We have got SQL job failure alerts for a job which has failed yesterday that is 2nd October 10:55AM.
The check interval is 5 minutes.
Still the QOS is getting appended in the old alerts i the alarm history tab in UMP console though the job got failed afterwards as well (that is after 10:55AM 2nd october)and there were new alerts triggered for the latest job failure.
I am not able to understand why the QOS is getting populated in the old alerts that are no more relevant.Could anyone let me know if this is the expected behaviour as we have a requirement to acknowledge these alerts from CA UIM but again new alerts are getting triggered because the QOS is getting generated continuously.
It sounds a bit confusing, can you elaborate more with some screenshots.
What is the job interval which is failing, is it possible that job is getting successful in between and failing on random intervals. And what is the suppression key you are getting in both the alerts?

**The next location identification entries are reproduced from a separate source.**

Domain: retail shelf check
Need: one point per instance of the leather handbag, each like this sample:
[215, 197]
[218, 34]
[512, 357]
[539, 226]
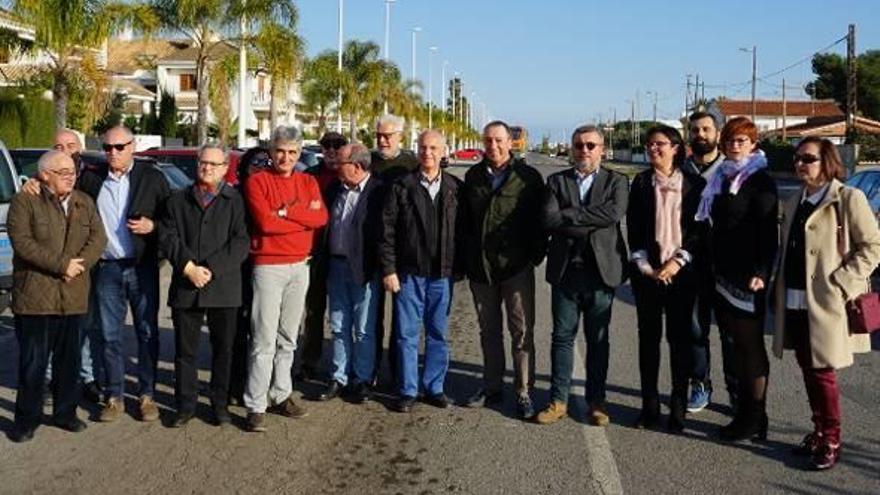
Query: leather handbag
[863, 312]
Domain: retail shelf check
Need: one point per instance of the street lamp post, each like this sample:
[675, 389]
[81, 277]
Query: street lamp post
[431, 51]
[754, 50]
[339, 68]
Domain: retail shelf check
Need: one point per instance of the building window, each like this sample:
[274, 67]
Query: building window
[187, 82]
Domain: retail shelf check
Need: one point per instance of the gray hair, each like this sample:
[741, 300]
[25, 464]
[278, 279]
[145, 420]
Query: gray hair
[361, 155]
[215, 145]
[121, 128]
[286, 134]
[50, 158]
[392, 120]
[583, 129]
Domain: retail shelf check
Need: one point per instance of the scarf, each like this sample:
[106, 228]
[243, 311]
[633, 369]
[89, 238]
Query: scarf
[735, 171]
[667, 213]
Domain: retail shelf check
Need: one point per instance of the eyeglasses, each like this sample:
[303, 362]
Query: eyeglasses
[738, 141]
[64, 173]
[118, 146]
[585, 146]
[206, 163]
[805, 159]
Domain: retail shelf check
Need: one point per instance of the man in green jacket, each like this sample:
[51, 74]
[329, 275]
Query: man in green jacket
[504, 242]
[57, 236]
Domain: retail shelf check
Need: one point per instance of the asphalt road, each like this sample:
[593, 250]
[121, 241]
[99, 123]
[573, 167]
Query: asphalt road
[352, 449]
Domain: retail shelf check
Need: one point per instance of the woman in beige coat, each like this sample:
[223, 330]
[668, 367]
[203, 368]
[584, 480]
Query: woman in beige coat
[814, 282]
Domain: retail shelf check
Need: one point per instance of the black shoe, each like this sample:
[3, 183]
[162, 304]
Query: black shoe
[74, 425]
[21, 435]
[484, 399]
[181, 419]
[92, 392]
[437, 400]
[221, 416]
[405, 404]
[332, 391]
[362, 393]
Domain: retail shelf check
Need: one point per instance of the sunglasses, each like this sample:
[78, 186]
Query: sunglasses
[590, 146]
[805, 159]
[118, 146]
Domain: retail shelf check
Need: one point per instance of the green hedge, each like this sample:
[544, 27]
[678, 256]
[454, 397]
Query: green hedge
[40, 127]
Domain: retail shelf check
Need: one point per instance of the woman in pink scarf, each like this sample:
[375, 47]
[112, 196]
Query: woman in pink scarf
[665, 239]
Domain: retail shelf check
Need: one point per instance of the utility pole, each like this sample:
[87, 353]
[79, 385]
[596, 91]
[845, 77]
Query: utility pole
[851, 84]
[784, 113]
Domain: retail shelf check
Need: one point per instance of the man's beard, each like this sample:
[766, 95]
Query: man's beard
[703, 147]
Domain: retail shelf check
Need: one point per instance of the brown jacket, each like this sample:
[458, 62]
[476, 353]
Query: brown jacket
[830, 281]
[44, 241]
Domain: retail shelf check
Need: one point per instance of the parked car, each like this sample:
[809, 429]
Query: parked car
[176, 178]
[187, 159]
[471, 154]
[9, 184]
[868, 180]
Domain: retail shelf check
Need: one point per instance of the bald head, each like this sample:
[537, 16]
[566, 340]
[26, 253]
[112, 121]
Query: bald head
[67, 142]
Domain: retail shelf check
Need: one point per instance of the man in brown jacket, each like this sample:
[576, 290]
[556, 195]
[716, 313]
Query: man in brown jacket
[56, 237]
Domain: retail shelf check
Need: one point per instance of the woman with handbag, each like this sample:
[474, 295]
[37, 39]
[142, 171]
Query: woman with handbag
[831, 244]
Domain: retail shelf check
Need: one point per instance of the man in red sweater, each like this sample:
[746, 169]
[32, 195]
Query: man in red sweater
[286, 208]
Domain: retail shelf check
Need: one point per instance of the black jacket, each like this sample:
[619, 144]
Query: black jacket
[503, 233]
[641, 222]
[148, 191]
[591, 230]
[363, 257]
[403, 246]
[215, 237]
[745, 231]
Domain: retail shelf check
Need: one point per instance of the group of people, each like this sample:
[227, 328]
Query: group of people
[284, 247]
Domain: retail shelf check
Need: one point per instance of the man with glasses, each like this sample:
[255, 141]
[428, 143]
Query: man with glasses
[389, 161]
[57, 237]
[583, 208]
[705, 158]
[316, 297]
[503, 243]
[204, 237]
[286, 208]
[130, 197]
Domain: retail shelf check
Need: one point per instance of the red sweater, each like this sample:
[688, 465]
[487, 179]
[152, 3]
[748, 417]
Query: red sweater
[277, 240]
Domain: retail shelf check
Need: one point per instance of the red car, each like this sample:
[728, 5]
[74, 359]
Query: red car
[472, 154]
[187, 159]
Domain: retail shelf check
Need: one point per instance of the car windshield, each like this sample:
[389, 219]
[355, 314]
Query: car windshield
[7, 180]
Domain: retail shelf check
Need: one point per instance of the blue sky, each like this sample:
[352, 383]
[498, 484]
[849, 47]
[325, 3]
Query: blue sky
[553, 64]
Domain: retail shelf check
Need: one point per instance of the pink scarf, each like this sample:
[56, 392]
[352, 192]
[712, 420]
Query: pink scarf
[667, 213]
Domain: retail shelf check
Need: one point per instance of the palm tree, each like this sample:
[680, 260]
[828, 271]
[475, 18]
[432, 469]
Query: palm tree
[68, 33]
[280, 51]
[205, 22]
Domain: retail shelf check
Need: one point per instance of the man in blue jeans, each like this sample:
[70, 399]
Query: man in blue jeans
[417, 252]
[585, 263]
[129, 197]
[355, 204]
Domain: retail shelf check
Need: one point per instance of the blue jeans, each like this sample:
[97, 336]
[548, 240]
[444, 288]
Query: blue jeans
[119, 283]
[422, 301]
[353, 309]
[578, 294]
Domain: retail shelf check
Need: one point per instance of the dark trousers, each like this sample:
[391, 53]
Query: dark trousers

This is the suppression key for the job failure alerts:
Profile $profile, instance $instance, job $job_name (category $category_name), has failed. Run time of job: $rundate
Job was continuously failing for every 5 minutes yesterday and we got bulk alerts in our queue and the Database team have disabled the job from there end as the job is now running on some other node.
Now the team is asking us to close the alerts as the job is now running on a different node.

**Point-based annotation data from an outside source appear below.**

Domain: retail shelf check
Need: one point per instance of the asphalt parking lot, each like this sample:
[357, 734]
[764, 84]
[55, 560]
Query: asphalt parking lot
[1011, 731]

So when i acknowledge the alarm i am getting the new alarm stating that job failure happened with yesterday's date and time of the job run which should not be the case.
Suppression key is same for all the job failure alerts.
can you check the values in the threshold value ? I hope you are using the latest version of the sqlserver probe.
Please try disabling/enabling the probe and log the support case with loglevel 5 if you are still getting alerts since this needs deep investigation.